Dmytro Traytel

Research leader

 

Project title

Discover: Distributed Streaming Computations, Verified

What is your project about?

Today's software and hardware systems produce massive amounts of data. Stream processing frameworks are vital tools for software engineers and data scientists to tame and use this data. They provide convenient programming abstractions that allow their users to express the desired data analysis. Mature stream processing frameworks like Apache Flink or Google Cloud Dataflow are huge pieces of traditionally developed software, but despite their success they have thousands of known correctness issues that endanger their availability or may cause data loss. DISCOVER proposes to develop a new efficient, expressive, and trustworthy stream processing framework. To provide the highest level of trustworthiness, we will use a proof assistant to design and implement the framework and to prove its correctness.

How did you become interested in your particular field of research?

Proof assistants are wonderful software tools.
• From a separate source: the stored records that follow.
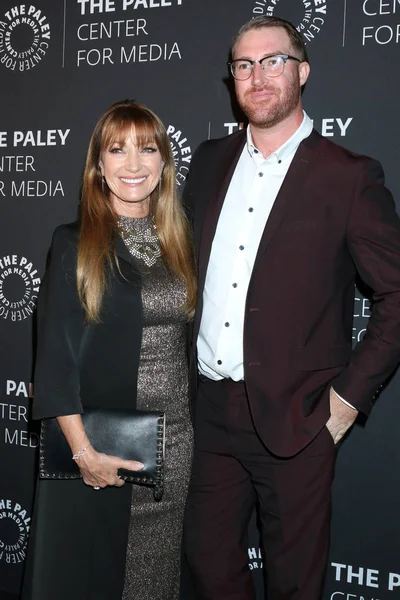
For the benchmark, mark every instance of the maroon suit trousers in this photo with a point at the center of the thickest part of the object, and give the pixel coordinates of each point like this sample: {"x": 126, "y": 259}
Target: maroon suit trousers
{"x": 233, "y": 472}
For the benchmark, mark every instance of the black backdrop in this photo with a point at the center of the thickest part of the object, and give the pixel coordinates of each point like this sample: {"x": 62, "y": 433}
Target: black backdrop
{"x": 62, "y": 62}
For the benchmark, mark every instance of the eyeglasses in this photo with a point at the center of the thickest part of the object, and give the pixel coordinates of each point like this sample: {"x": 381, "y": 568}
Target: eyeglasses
{"x": 272, "y": 66}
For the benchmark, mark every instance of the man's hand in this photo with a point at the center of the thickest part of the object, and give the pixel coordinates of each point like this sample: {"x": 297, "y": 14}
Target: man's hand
{"x": 342, "y": 417}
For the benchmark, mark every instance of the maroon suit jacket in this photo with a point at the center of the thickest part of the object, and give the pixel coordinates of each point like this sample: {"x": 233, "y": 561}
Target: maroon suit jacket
{"x": 332, "y": 218}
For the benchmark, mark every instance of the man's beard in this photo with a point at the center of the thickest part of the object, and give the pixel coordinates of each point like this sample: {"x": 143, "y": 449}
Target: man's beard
{"x": 276, "y": 109}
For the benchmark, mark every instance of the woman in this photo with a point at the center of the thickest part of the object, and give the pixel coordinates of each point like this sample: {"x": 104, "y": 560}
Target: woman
{"x": 112, "y": 314}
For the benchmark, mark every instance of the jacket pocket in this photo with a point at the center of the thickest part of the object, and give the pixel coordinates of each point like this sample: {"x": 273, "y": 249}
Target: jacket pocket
{"x": 315, "y": 359}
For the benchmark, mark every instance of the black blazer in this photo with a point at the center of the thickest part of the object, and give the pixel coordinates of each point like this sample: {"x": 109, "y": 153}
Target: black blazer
{"x": 81, "y": 364}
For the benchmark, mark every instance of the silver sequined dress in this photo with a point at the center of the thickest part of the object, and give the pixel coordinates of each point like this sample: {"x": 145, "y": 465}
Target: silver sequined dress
{"x": 155, "y": 531}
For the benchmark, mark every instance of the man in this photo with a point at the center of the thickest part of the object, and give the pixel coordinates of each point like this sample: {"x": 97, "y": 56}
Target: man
{"x": 283, "y": 219}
They meticulously check human-written mathematical proofs and assist their users in constructing these proofs. They are used today to verify deep mathematical results and highly critical software, which cannot tolerate correctness errors. My first encounter with the popular Isabelle proof assistant happened during my B.Sc. studies at TU München. I became "addicted" soon thereafter and am an Isabelle developer and an Isabelle user today. Often these activities are carried out by different researchers, but they are highly symbiotic: Being a user lets me find out how well proof assistants work and get inspiration for new features. And understanding how the proof assistant works under the hood helps me use it effectively.

What are the scientific challenges and perspectives in your project?

Developing distributed streaming algorithms that can run in data centers for improved scalability is challenging. Proving that such algorithms do what they are supposed to do even more so. And having to convince a proof assistant of your proof's validity certainly does not simplify the task. But there is hope: stream processing frameworks enforce a program structure that is susceptible to a high degree of parallelism. Thus, algorithms expressed using such frameworks can be distributed naturally, while the programmer mostly has the illusion of working with a non-distributed computation. DISCOVER's main research hypothesis is that the same applies to the correctness proofs: proofs for a non-distributed computation can be lifted to the distributed setting.

What is your estimate of the impact, which your project may have to society in the long term?

DISCOVER will produce the first formally verified system for the reliable analysis of big data. The strong correctness guarantees will make it possible to use the developed stream processing framework in safety- or mission-critical scenarios, which cannot tolerate incorrect data analysis results. Moreover, DISCOVER has the ambition to make it easy for its users to prove the correctness of applications developed using the framework. The project will thus provide the necessary firm foundations for the work of software engineers and data scientists and thereby contribute to the wider adoption of proof assistant technology.

Which impact do you expect the Sapere Aude programme will have on your career as a researcher?

The generous Sapere Aude: DFF Starting Grant will in the short term allow me to focus on an ambitious, open-ended research question, rather than picking lower-hanging fruits. In the long term, the Sapere Aude grant will help me to consolidate my position as a research leader in interactive theorem proving, the science of proof assistants. With this project, I am also entering a new research area, data stream processing, which I have so far encountered in my research only from a user's perspective. My ambition for DISCOVER is to change the way one thinks about correctness in this research area, similar to the profound impact the first formally verified operating system, seL4, had on operating systems research.

Background and personal life

I was born in Kharkiv, Ukraine and grew up, studied and did my PhD in Munich, Germany. After a five year stint as a postdoctoral researcher in Zurich, Switzerland I moved to Copenhagen, just in between of two Covid waves. When I am not hunting for the next "qed" with Isabelle, I enjoy cycling and playing board games. On the weekends, I can frequently be encountered together with my son and wife in the Bastard Café, our favorite spot in Copenhagen.